In a clinical trial, over 60% of patients experienced a remarkable complete response, meaning all signs of cancer disappeared. This groundbreaking achievement highlights the potential of CTD402 to revolutionize treatment options for patients with these rare and aggressive blood cancers. The trial, called TENACITY-01, is currently enrolling patients across the U.S., with the first participant dosed at the end of last year.
CTD402 is an allogeneic CAR T-cell therapy, meaning it utilizes immune T-cells from healthy donors. These cells are engineered to express a chimeric antigen receptor (CAR) that specifically targets CD7, a protein found on T-cells. This modification enhances the T-cells' ability to locate and destroy cancer cells, making it a powerful tool in the fight against T-cell blood cancers.
One of the key advantages of CTD402 is its off-the-shelf availability, which eliminates manufacturing delays that can be life-threatening for patients with rapidly progressive diseases. Unlike autologous therapies, which use a patient's own T-cells, CTD402 offers immediate treatment, providing a faster and potentially more effective approach.
The FDA's orphan drug designation for CTD402 comes with significant benefits, including reduced regulatory submission fees and tax credits, as well as seven years of market exclusivity if the therapy is approved.

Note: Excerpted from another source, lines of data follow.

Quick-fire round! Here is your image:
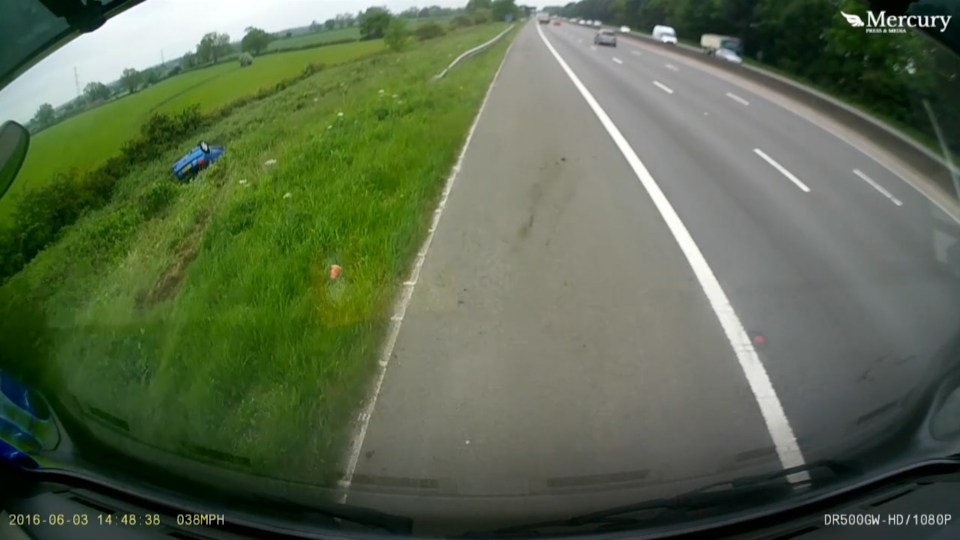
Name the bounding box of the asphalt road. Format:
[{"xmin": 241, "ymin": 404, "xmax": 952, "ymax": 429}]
[{"xmin": 348, "ymin": 24, "xmax": 960, "ymax": 532}]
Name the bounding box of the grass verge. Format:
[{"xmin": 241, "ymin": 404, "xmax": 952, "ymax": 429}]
[{"xmin": 0, "ymin": 24, "xmax": 512, "ymax": 484}]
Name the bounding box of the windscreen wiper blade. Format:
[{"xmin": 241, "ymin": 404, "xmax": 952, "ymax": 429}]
[{"xmin": 476, "ymin": 460, "xmax": 860, "ymax": 536}]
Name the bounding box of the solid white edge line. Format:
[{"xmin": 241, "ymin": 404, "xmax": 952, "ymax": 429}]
[
  {"xmin": 727, "ymin": 92, "xmax": 750, "ymax": 105},
  {"xmin": 653, "ymin": 81, "xmax": 673, "ymax": 94},
  {"xmin": 337, "ymin": 31, "xmax": 516, "ymax": 503},
  {"xmin": 853, "ymin": 169, "xmax": 903, "ymax": 206},
  {"xmin": 753, "ymin": 148, "xmax": 810, "ymax": 193},
  {"xmin": 537, "ymin": 23, "xmax": 810, "ymax": 482}
]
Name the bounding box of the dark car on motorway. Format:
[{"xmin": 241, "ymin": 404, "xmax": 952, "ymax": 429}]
[{"xmin": 593, "ymin": 29, "xmax": 617, "ymax": 47}]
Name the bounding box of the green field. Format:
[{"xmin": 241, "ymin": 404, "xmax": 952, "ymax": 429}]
[
  {"xmin": 0, "ymin": 41, "xmax": 384, "ymax": 219},
  {"xmin": 0, "ymin": 24, "xmax": 512, "ymax": 483}
]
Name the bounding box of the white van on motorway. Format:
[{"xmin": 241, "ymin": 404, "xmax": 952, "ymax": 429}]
[{"xmin": 653, "ymin": 24, "xmax": 677, "ymax": 45}]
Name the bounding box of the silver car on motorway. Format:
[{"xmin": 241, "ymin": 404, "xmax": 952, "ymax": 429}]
[{"xmin": 593, "ymin": 29, "xmax": 617, "ymax": 47}]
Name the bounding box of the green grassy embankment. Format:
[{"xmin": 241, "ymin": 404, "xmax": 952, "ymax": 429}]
[
  {"xmin": 0, "ymin": 40, "xmax": 385, "ymax": 220},
  {"xmin": 0, "ymin": 24, "xmax": 513, "ymax": 483}
]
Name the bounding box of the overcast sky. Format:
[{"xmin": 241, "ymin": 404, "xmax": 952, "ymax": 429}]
[{"xmin": 0, "ymin": 0, "xmax": 466, "ymax": 123}]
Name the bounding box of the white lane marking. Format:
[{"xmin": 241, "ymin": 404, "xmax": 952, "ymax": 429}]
[
  {"xmin": 753, "ymin": 148, "xmax": 810, "ymax": 193},
  {"xmin": 338, "ymin": 33, "xmax": 515, "ymax": 503},
  {"xmin": 853, "ymin": 169, "xmax": 903, "ymax": 206},
  {"xmin": 653, "ymin": 81, "xmax": 673, "ymax": 94},
  {"xmin": 537, "ymin": 23, "xmax": 810, "ymax": 482},
  {"xmin": 727, "ymin": 92, "xmax": 750, "ymax": 105}
]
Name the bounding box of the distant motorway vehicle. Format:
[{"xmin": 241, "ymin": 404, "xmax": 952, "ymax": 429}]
[
  {"xmin": 593, "ymin": 30, "xmax": 617, "ymax": 47},
  {"xmin": 652, "ymin": 24, "xmax": 677, "ymax": 45},
  {"xmin": 700, "ymin": 34, "xmax": 742, "ymax": 56}
]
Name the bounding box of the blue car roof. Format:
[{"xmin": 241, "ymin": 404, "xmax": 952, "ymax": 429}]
[{"xmin": 173, "ymin": 146, "xmax": 203, "ymax": 171}]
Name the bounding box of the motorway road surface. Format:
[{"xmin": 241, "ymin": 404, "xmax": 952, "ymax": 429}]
[{"xmin": 347, "ymin": 24, "xmax": 960, "ymax": 532}]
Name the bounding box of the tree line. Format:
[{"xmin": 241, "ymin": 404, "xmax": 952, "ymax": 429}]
[
  {"xmin": 558, "ymin": 0, "xmax": 960, "ymax": 151},
  {"xmin": 28, "ymin": 0, "xmax": 523, "ymax": 133}
]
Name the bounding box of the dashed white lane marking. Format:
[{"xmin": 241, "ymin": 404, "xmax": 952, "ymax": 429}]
[
  {"xmin": 653, "ymin": 81, "xmax": 673, "ymax": 94},
  {"xmin": 537, "ymin": 23, "xmax": 810, "ymax": 483},
  {"xmin": 727, "ymin": 92, "xmax": 750, "ymax": 105},
  {"xmin": 853, "ymin": 169, "xmax": 903, "ymax": 206},
  {"xmin": 753, "ymin": 148, "xmax": 810, "ymax": 193},
  {"xmin": 337, "ymin": 32, "xmax": 514, "ymax": 503}
]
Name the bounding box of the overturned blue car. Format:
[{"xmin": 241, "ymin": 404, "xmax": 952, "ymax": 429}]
[{"xmin": 173, "ymin": 141, "xmax": 224, "ymax": 182}]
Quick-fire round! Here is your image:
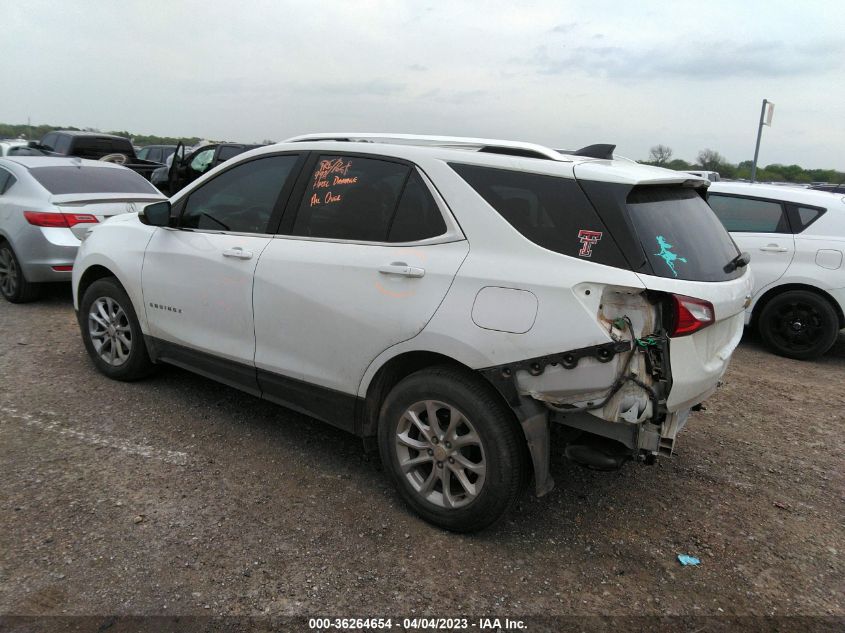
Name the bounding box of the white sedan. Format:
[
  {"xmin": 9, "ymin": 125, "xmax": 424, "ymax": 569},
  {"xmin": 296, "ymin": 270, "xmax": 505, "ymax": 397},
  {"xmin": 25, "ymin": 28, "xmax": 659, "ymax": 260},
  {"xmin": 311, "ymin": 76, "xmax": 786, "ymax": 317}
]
[
  {"xmin": 0, "ymin": 156, "xmax": 164, "ymax": 303},
  {"xmin": 707, "ymin": 182, "xmax": 845, "ymax": 359}
]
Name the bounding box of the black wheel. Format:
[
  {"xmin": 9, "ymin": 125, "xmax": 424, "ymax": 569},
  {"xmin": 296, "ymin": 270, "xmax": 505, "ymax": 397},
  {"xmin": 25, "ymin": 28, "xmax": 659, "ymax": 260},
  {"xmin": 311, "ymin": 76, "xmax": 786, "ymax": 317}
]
[
  {"xmin": 758, "ymin": 290, "xmax": 839, "ymax": 360},
  {"xmin": 79, "ymin": 277, "xmax": 155, "ymax": 381},
  {"xmin": 379, "ymin": 366, "xmax": 527, "ymax": 532},
  {"xmin": 0, "ymin": 241, "xmax": 41, "ymax": 303}
]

This recognition further emphasizes the potential of CTD402 to change the treatment paradigm for these rare and aggressive blood cancers.

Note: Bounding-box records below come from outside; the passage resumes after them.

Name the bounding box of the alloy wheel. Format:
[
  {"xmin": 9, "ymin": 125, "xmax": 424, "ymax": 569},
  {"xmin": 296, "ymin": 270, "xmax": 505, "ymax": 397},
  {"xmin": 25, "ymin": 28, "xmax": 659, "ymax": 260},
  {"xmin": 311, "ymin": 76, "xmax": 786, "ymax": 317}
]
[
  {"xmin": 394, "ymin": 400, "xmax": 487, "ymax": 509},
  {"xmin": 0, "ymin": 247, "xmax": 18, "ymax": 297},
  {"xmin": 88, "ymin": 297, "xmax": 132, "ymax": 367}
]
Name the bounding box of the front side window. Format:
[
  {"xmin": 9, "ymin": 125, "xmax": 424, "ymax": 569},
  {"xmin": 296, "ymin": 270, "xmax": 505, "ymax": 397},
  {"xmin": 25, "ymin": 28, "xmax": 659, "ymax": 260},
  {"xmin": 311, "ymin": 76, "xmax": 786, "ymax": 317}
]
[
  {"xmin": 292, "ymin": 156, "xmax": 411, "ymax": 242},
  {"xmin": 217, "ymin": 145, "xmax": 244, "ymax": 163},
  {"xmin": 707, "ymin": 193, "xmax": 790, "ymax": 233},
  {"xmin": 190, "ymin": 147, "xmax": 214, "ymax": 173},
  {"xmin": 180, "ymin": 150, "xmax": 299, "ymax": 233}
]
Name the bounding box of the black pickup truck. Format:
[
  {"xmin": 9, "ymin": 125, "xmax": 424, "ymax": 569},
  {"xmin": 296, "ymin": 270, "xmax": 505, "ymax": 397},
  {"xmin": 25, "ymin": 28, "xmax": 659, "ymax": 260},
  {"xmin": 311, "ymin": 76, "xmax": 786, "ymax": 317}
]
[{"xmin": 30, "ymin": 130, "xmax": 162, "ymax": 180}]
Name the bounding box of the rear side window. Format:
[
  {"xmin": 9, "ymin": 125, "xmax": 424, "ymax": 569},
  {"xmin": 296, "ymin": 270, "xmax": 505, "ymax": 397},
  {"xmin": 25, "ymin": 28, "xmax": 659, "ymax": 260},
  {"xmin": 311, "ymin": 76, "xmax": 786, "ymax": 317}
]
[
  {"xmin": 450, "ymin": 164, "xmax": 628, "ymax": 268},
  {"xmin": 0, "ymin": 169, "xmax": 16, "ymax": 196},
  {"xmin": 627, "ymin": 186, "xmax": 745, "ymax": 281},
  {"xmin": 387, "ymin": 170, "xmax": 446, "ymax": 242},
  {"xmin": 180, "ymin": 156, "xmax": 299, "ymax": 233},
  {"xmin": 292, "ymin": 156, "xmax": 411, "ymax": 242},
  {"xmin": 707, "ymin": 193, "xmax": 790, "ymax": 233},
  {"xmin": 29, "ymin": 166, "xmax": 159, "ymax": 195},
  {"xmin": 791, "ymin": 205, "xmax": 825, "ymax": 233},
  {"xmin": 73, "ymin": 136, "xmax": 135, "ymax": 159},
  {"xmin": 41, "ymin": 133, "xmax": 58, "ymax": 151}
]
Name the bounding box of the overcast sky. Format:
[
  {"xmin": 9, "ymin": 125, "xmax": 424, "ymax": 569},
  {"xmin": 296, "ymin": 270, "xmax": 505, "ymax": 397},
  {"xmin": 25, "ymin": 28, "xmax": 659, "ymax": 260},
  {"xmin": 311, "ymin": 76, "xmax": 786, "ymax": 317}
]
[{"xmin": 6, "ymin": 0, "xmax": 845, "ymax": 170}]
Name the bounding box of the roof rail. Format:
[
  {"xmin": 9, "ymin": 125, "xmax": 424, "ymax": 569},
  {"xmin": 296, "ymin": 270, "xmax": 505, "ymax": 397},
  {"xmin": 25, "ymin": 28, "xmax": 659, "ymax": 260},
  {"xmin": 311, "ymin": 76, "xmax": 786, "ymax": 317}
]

Imviva's Chief Medical Officer, Dr. Jan Davidson-Moncada, expressed enthusiasm about the designation, stating that it supports the belief that an off-the-shelf CAR T therapy has the potential to transform treatment for rapidly progressing diseases. The company's manufacturing process has demonstrated product consistency across multiple donors and production lots, adding to the confidence in CTD402's effectiveness.
The TENACITY-01 trial is an open-label study, meaning both researchers and participants know the therapy being administered. It aims to assess the safety and effectiveness of CTD402 in adults and adolescents aged 12 and older with treatment-resistant or recurrent T-ALL/LBL. The trial's primary goals include evaluating the treatment's safety and the proportion of patients achieving a complete response after six months.
Additionally, the study will investigate the cellular pharmacokinetics of CTD402, examining how many T-cells multiply and how long they remain in a patient's blood. The FDA has previously granted rare pediatric disease designation and regenerative medicine advanced therapy designation to CTD402 for relapsed or refractory T-ALL, further emphasizing its potential impact on rare diseases affecting children.
Imviva's positive response to the orphan drug designation reflects the company's belief in CTD402's transformative potential. Dr. Davidson-Moncada emphasized that the designation supports the idea that an off-the-shelf CAR T therapy can revolutionize treatment for rapidly progressing diseases, marking a significant step forward in the field of cancer research and treatment.